# New Member



## jramseyrob (Nov 15, 2016)

Hey all.  I am a member over at ASF.  Wanted another site to post in.


----------



## BadGas (Nov 16, 2016)

ASF and IMF = same family. 

Welcome brother. It seems IMF is more of a smaller scale ASF these days..lol, but still a great place IMO.


----------



## brazey (Nov 16, 2016)

Welcome....


----------



## jramseyrob (Nov 16, 2016)

BadGas said:


> ASF and IMF = same family.
> 
> Welcome brother. It seems IMF is more of a smaller scale ASF these days..lol, but still a great place IMO.
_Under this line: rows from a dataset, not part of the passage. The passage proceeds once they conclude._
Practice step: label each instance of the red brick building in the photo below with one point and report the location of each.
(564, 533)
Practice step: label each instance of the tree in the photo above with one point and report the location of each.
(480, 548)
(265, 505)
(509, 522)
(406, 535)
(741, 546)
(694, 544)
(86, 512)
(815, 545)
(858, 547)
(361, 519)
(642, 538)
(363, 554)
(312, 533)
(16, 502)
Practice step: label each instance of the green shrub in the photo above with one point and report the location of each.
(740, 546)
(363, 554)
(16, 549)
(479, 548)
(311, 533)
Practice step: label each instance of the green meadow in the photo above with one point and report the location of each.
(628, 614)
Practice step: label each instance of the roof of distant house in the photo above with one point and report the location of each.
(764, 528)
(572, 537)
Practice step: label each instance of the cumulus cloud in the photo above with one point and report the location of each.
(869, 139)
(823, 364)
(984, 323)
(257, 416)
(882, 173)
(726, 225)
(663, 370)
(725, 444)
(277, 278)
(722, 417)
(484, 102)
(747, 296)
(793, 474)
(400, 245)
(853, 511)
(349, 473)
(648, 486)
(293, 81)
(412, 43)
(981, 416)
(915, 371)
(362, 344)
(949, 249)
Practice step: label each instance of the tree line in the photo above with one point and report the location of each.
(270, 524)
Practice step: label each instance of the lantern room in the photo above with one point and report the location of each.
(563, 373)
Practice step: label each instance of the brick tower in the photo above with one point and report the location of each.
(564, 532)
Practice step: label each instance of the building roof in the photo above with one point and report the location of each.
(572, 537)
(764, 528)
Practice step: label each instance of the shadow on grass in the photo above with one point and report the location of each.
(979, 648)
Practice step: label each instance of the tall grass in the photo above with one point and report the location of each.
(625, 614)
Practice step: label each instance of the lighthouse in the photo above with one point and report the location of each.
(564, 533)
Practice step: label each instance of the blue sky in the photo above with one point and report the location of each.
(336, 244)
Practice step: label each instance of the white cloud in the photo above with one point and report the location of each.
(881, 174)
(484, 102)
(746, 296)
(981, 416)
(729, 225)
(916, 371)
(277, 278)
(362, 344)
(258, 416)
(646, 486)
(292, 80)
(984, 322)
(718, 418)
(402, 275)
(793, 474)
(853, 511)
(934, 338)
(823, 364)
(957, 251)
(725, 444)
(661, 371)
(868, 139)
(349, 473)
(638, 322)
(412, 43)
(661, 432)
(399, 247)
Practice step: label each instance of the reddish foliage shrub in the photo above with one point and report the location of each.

Yeah.  def a smaller scale, but I will spend some time here.


----------



## BadGas (Nov 16, 2016)

This board use to be a lot busier. Same sponsors here as ASF.. Most of same members here as well. 



jramseyrob said:


> Yeah.  def a smaller scale, but I will spend some time here.


----------



## liftheavy_01 (Nov 18, 2016)

What's ASF?

Anyway, hello and welcome!


----------



## Arnold (Dec 20, 2016)

welcome


----------



## meanstreek (Jan 2, 2017)

... welcome..... visit 'Anything Goes Forum' for laughs  ......


----------